Porphyrin-based self-assembled arrays with light-driven functionalities

Photoinduced processes occurring in non-covalent arrays based on porphyrins are of high interest for their relevance to energy and electron transfer reactions that take place in natural photosynthetic centers. Among the possible non-covalent interactions which can be exploited to build self-assembled structures, coordination bonds between the nitrogen atom of a pyridinic fragment and a metal ion (either the central metal atom of a porphyrin such as zinc(II) or a metal ion which acts as a bridge) are the most versatile for the creation of a variety of architectures with promising properties in different fields, ranging from optoelectronics to artificial photosynthesis to photocatalysis.
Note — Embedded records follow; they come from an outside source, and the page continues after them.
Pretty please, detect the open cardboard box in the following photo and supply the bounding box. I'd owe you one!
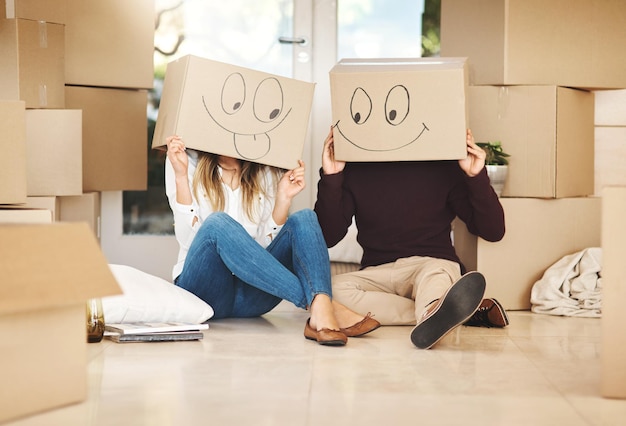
[152,55,315,169]
[0,223,121,422]
[330,58,468,161]
[26,109,83,196]
[0,18,65,108]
We have been exploring photoactive multi-phorphyrinic assemblies for several years and the main results will be here presented. In particular, two types of structures will be discussed: i) tweezer-like porphyrinic arrays, which are able to coordinate photoactive guests and ii) coordination cages which have been designed as size-controlled nanoreactors for the uptake of guests with light-induced functionalities. Spectrophotometric and spectrofluorimetric analysis allowed to characterize the absorption and emission features of the single components and to determine the binding constants in solution. The photoinduced processes occurring in the assembled systems were identified by means of detailed photophysical investigations, with temporal resolution down to hundreds of femtoseconds.